The California Health Care Facility in Stockton opened in July. Six months later, the federal overseer who runs the prison medical system abruptly halted admissions, citing a series of problems that have yet to be corrected.

The revised budget Brown proposed Tuesday requests $12.4 million to correct what it calls "unanticipated operational issues." The proposal is "critical to fixing the deficiencies at the prison," said Joyce Hayhoe, a spokeswoman for the federal receiver's office.

Prison medical receiver J. Clark Kelso cited a lack of health care and support staff, problems with managing the food service, inadequate accommodations for disabled inmates, and logistical problems such as providing basic medical and personal hygiene products.

For example, he said an outbreak of scabies likely resulted from an inability to provide adequate hygiene supplies.

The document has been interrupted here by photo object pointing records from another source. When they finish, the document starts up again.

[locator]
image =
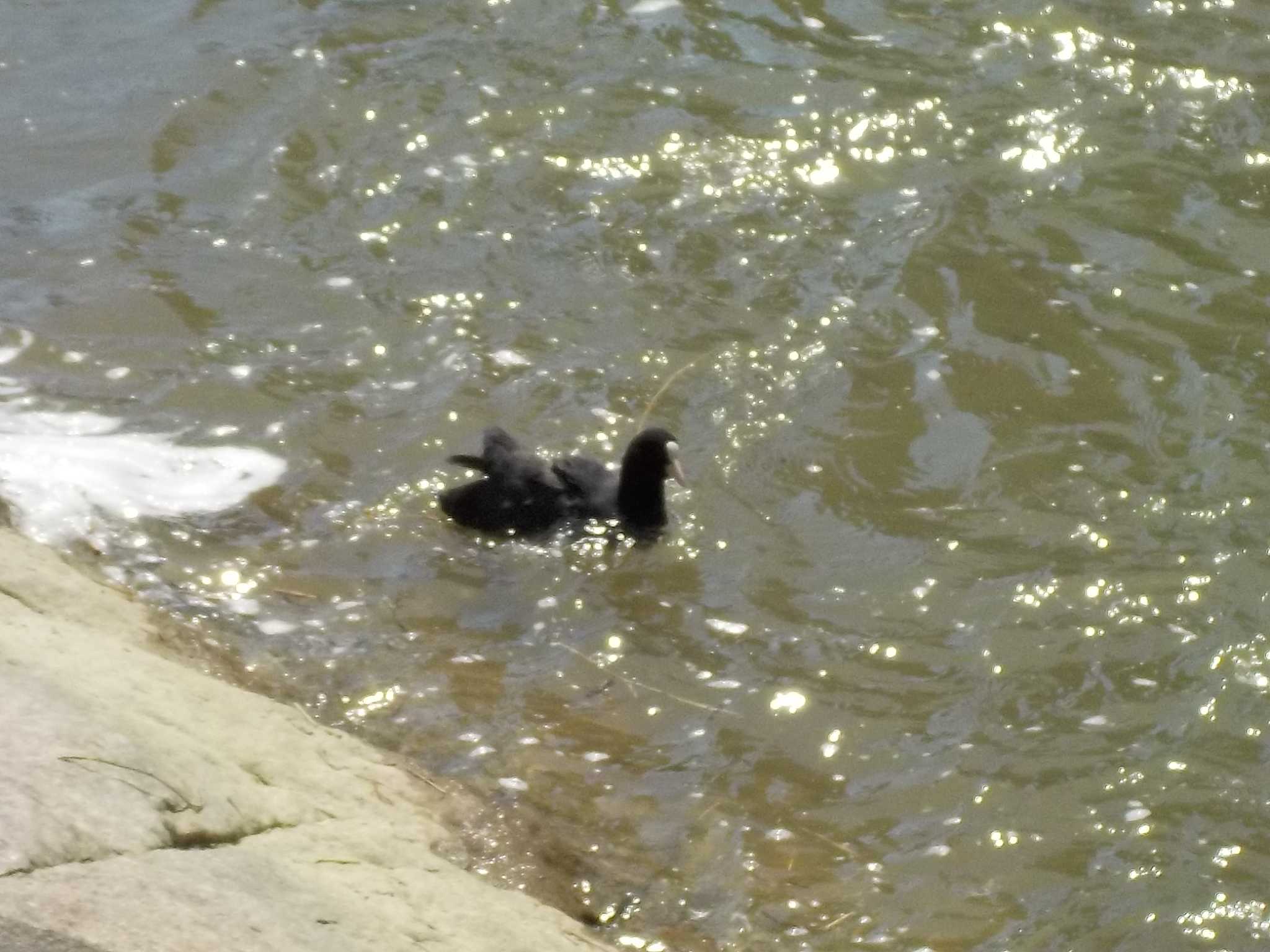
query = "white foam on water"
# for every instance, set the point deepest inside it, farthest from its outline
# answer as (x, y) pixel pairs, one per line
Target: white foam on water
(646, 8)
(61, 471)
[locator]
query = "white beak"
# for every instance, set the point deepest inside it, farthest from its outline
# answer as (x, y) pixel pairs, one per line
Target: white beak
(672, 450)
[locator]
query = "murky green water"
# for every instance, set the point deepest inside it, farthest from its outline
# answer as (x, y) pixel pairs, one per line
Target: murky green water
(958, 641)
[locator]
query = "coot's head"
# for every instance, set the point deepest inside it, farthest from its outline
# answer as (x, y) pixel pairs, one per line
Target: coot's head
(653, 457)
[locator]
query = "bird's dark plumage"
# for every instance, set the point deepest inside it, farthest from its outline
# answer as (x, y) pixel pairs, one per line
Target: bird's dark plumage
(518, 494)
(636, 494)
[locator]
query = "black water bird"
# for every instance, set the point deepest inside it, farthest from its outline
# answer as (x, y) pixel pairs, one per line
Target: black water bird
(634, 495)
(518, 494)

Nurses also were not even given the proper keys that would get them into cells and other locations in the facility, he said.

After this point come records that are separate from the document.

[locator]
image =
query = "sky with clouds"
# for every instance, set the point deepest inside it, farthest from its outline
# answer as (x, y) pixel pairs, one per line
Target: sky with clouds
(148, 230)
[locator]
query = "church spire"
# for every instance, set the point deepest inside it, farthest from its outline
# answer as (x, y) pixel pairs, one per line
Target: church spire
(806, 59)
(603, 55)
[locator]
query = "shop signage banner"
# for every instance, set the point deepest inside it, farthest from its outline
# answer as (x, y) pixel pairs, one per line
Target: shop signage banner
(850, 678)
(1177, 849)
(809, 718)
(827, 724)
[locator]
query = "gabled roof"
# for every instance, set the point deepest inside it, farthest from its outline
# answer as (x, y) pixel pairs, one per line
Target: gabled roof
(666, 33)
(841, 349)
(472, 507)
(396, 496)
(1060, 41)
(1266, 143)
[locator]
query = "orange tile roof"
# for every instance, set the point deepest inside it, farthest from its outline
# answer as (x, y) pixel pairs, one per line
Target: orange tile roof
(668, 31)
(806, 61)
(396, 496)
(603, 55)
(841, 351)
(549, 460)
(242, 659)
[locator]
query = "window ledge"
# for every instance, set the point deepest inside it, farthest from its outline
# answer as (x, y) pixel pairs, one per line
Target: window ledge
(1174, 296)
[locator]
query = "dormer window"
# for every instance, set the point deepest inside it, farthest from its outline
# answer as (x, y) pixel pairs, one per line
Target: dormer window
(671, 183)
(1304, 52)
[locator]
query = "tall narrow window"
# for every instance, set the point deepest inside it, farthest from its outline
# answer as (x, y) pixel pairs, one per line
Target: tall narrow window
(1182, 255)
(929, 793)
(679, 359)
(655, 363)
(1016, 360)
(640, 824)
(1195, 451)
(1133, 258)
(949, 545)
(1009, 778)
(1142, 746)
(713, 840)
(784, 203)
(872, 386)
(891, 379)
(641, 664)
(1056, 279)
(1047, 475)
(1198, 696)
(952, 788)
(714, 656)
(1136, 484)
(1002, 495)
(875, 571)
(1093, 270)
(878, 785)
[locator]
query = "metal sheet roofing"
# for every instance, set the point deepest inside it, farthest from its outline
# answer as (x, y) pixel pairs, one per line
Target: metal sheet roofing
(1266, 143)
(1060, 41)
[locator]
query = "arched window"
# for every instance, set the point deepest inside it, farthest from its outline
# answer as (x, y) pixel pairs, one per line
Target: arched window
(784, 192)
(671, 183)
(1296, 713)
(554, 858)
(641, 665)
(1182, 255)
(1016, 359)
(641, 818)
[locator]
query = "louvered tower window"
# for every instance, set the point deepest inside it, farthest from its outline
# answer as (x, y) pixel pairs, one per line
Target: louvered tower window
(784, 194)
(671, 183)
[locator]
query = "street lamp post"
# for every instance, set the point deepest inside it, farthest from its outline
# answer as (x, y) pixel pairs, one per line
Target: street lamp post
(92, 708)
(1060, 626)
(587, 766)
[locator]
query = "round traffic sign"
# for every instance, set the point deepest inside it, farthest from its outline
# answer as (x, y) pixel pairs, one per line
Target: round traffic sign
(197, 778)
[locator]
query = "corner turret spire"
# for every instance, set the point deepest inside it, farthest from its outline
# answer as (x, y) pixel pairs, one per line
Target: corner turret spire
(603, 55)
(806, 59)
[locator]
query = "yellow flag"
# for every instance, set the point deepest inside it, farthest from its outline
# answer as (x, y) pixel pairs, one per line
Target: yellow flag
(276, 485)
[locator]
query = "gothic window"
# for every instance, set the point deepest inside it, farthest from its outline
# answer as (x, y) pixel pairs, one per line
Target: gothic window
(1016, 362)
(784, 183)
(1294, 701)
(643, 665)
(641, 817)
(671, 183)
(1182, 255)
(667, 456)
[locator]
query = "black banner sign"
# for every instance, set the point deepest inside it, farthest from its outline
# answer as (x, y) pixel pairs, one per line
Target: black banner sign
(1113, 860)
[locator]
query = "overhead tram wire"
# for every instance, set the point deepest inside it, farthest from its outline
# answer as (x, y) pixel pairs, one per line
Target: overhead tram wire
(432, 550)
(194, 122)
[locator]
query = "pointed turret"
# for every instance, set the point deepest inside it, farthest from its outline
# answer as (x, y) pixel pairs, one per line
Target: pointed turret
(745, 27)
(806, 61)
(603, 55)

Part of the additional money will go to hiring 106 additional employees, including 77 prison guards, said Deborah Hoffman, a spokeswoman for the state Department of Corrections and Rehabilitation.

"The administration is committed to the continued improvement of CDCR's delivery of health care services to inmates," Hoffman said.

She said about $2.6 billion, or nearly 20 percent of the department's budget for the fiscal year beginning July 1, will go to providing medical, mental health and dental care to inmates.

California has been engaged in a lengthy and costly attempt to address federal court rulings that say its prisons provide substandard medical and mental health care. The judges have said reducing the overall inmate population is the most important way to improve care but also have ordered billions of dollars' worth of Improvements to facilities and salary increases for professional medical and mental health workers.

The receiver's office hired an independent consultant to recommend how many additional doctors and nurses are needed at the Stockton hospital, with a report due in June. Hayhoe said the office could seek additional money to hire more medical workers, depending on the consultant's report. There is no target date for resuming admissions of sick inmates, she said.

The additional money proposed for the hospital is part of the corrections department's $9.8 billion annual budget. Corrections accounts for nearly 9 percent of the governor's $107.8 billion general fund spending plan.

Lawmakers must pass a balanced budget by June 15.